In broad brushstrokes, both of these bills allow banks and securities firms to delay or refuse transactions on a customer’s account if they suspect elder abuse. The devil is in the details.

First, a “vulnerable adult” in both bills is defined as anyone who is 60 or older. I work with a lot of people who are in their 60s on issues like estate planning, guardianship of special needs children and elder law concerns regarding their parents. My husband is 62. I can tell you he is anything but vulnerable. Bill Gates is 64. Is he vulnerable? How about Oprah? She is 65.

If these pass, anyone who is 60 or older would face the possibility that at some point a bank could freeze for a period of time, or refuse, a legitimate transaction. The costs to you if it happens will not be trivial. You could face late fees, bounced check fees, service fees and legal expenses to get the matter unraveled. At the same time, the bank would be held harmless, even if it makes a mistake, as long as it acted in “good faith.”

The bills would allow a financial institution to disregard your durable power of attorney if it believes your agent is perpetrating financial abuse. Banks have a long history of refusing powers of attorney for flimsy reasons, so much so that a special law was put into place to require banks to honor them. The bills would essentially gut that law and again hold banks harmless for refusing to honor a power of attorney if they believe, even in error, that abuse is taking place.

Both of these bills seek to give great power and control over your finances to financial institutions without requiring them to be trained to recognize elder abuse. This is a recipe for mistakes that will cost seniors who are the customers of these institutions.
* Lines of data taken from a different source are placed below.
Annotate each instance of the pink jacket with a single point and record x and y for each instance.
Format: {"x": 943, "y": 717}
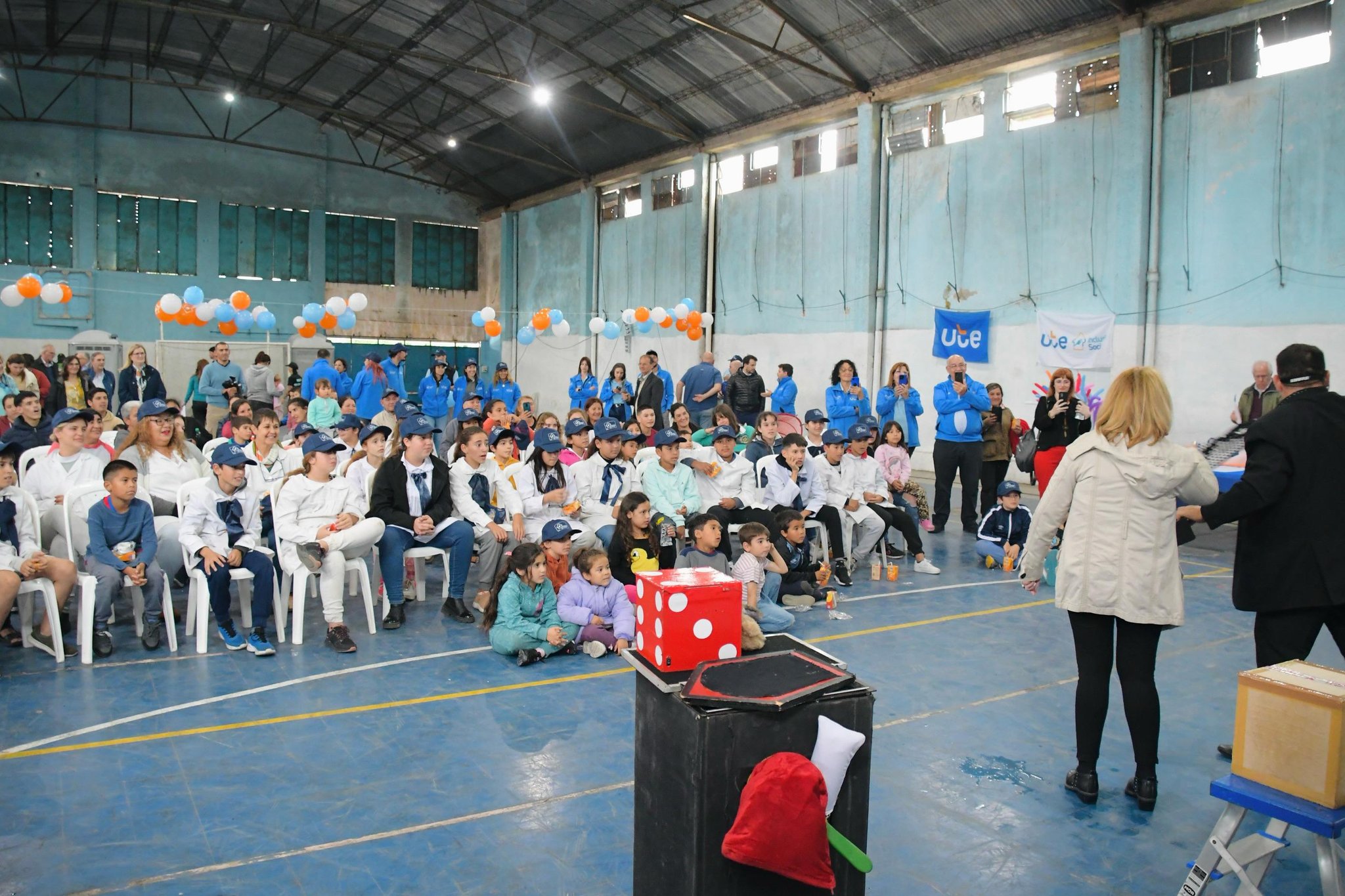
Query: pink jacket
{"x": 894, "y": 463}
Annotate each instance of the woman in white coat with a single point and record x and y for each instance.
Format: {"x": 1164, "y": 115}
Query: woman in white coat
{"x": 319, "y": 524}
{"x": 1118, "y": 575}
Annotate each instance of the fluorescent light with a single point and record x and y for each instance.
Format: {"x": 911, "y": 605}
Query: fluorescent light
{"x": 1312, "y": 50}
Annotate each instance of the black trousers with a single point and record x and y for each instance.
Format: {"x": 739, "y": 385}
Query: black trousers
{"x": 1136, "y": 651}
{"x": 738, "y": 517}
{"x": 1289, "y": 634}
{"x": 992, "y": 475}
{"x": 957, "y": 459}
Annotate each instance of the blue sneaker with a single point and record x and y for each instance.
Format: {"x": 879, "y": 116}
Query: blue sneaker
{"x": 231, "y": 636}
{"x": 257, "y": 643}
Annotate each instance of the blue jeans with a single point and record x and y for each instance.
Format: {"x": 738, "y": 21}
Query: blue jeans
{"x": 456, "y": 539}
{"x": 772, "y": 617}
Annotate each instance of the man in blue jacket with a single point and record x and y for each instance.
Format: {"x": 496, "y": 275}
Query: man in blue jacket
{"x": 957, "y": 446}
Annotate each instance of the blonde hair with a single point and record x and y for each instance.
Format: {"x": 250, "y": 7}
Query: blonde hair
{"x": 1137, "y": 408}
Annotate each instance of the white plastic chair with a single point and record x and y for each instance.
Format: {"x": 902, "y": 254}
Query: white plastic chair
{"x": 198, "y": 586}
{"x": 32, "y": 587}
{"x": 355, "y": 570}
{"x": 88, "y": 584}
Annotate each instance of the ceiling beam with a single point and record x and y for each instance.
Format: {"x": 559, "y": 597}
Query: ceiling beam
{"x": 857, "y": 81}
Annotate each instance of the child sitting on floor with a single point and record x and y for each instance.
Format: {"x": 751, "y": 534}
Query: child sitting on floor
{"x": 1003, "y": 531}
{"x": 598, "y": 602}
{"x": 704, "y": 551}
{"x": 521, "y": 617}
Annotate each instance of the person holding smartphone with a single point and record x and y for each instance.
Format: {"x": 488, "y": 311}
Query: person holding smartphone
{"x": 1060, "y": 419}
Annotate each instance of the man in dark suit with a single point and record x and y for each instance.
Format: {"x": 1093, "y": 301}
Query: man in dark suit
{"x": 410, "y": 495}
{"x": 649, "y": 390}
{"x": 1289, "y": 566}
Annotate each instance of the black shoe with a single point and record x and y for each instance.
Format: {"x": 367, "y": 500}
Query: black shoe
{"x": 1084, "y": 784}
{"x": 338, "y": 639}
{"x": 151, "y": 634}
{"x": 311, "y": 555}
{"x": 1145, "y": 792}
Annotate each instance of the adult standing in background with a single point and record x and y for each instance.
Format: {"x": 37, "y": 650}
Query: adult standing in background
{"x": 1119, "y": 578}
{"x": 1060, "y": 419}
{"x": 745, "y": 393}
{"x": 1256, "y": 399}
{"x": 213, "y": 386}
{"x": 583, "y": 385}
{"x": 139, "y": 382}
{"x": 847, "y": 399}
{"x": 396, "y": 368}
{"x": 900, "y": 400}
{"x": 319, "y": 370}
{"x": 699, "y": 389}
{"x": 957, "y": 446}
{"x": 1289, "y": 567}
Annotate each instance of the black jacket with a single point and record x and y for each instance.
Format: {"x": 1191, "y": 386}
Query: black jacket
{"x": 387, "y": 494}
{"x": 1290, "y": 550}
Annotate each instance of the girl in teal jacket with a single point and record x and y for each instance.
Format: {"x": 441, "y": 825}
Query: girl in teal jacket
{"x": 521, "y": 617}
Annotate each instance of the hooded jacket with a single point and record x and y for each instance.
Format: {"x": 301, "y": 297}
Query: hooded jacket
{"x": 1121, "y": 555}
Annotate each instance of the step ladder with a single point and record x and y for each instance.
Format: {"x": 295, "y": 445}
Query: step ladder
{"x": 1248, "y": 859}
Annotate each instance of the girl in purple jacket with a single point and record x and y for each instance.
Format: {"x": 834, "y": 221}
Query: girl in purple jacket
{"x": 598, "y": 602}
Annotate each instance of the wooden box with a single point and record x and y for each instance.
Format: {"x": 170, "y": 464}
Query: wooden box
{"x": 1289, "y": 730}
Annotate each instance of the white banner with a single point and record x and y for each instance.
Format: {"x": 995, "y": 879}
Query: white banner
{"x": 1078, "y": 341}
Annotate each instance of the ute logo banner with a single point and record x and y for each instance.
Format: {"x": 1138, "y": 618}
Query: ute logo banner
{"x": 965, "y": 333}
{"x": 1079, "y": 341}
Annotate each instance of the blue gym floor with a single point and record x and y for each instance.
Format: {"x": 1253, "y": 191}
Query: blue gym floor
{"x": 427, "y": 765}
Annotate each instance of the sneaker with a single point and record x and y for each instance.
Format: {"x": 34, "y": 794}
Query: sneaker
{"x": 257, "y": 643}
{"x": 151, "y": 634}
{"x": 231, "y": 636}
{"x": 311, "y": 555}
{"x": 338, "y": 639}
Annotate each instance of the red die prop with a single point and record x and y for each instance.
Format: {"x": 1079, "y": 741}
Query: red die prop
{"x": 684, "y": 617}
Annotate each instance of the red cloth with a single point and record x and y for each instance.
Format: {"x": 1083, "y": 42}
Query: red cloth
{"x": 782, "y": 822}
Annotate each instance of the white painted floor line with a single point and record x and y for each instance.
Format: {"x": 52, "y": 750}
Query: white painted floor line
{"x": 355, "y": 842}
{"x": 206, "y": 702}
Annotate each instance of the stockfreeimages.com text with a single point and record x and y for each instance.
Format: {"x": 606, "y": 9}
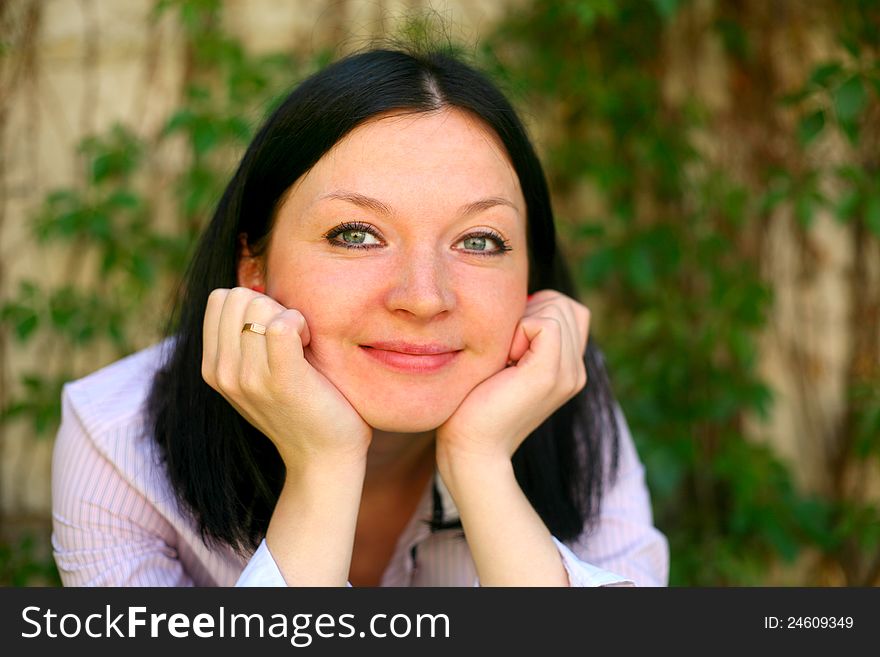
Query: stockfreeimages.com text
{"x": 300, "y": 629}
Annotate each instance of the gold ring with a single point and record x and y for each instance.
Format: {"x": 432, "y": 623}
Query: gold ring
{"x": 253, "y": 327}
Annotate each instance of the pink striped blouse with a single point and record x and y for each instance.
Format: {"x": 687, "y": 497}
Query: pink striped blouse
{"x": 116, "y": 521}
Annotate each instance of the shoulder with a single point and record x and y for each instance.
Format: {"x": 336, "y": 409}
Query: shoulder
{"x": 114, "y": 396}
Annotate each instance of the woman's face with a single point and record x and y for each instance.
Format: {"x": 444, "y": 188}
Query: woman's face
{"x": 405, "y": 249}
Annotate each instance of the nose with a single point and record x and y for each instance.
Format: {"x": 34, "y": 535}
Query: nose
{"x": 420, "y": 286}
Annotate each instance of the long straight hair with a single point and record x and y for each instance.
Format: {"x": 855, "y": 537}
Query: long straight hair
{"x": 226, "y": 473}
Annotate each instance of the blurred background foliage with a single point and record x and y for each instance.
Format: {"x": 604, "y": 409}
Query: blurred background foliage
{"x": 669, "y": 250}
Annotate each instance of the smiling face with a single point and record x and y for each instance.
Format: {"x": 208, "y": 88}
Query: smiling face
{"x": 405, "y": 249}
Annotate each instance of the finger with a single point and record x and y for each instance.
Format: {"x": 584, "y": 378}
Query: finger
{"x": 286, "y": 335}
{"x": 560, "y": 307}
{"x": 254, "y": 367}
{"x": 544, "y": 335}
{"x": 229, "y": 339}
{"x": 211, "y": 333}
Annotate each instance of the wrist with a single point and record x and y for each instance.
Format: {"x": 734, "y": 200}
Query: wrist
{"x": 464, "y": 469}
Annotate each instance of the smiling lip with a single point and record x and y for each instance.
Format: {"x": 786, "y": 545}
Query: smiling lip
{"x": 411, "y": 358}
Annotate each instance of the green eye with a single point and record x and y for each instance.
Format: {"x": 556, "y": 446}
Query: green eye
{"x": 483, "y": 243}
{"x": 476, "y": 243}
{"x": 354, "y": 236}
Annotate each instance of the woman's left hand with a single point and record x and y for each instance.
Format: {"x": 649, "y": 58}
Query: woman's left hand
{"x": 548, "y": 355}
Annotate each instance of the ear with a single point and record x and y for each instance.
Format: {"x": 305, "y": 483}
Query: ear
{"x": 251, "y": 270}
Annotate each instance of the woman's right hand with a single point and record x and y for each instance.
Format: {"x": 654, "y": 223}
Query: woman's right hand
{"x": 269, "y": 382}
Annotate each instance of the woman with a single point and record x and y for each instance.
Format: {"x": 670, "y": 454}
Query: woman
{"x": 379, "y": 374}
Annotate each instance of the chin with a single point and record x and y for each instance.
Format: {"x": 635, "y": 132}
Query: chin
{"x": 407, "y": 418}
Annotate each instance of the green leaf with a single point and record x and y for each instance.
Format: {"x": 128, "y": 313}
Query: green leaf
{"x": 810, "y": 127}
{"x": 204, "y": 136}
{"x": 849, "y": 99}
{"x": 872, "y": 213}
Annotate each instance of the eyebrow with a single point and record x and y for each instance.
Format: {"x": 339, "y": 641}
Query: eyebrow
{"x": 379, "y": 207}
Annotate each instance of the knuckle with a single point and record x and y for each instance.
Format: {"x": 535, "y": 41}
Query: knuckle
{"x": 217, "y": 295}
{"x": 227, "y": 381}
{"x": 239, "y": 294}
Financial exploitation of vulnerable adults is a serious issue. As a community, we need to take steps to correct situations, such as isolation, that lead to abuse. We need to build a court system that respects the needs of elders. A different bill, SB 430, would do just that by expediting court cases when the victims are elders.

But financial abuse at its core is about power and control, which an elder loses as a victim. Giving more power that banks and taking it away from the elders, with no accountability by the banks, only increases this problem.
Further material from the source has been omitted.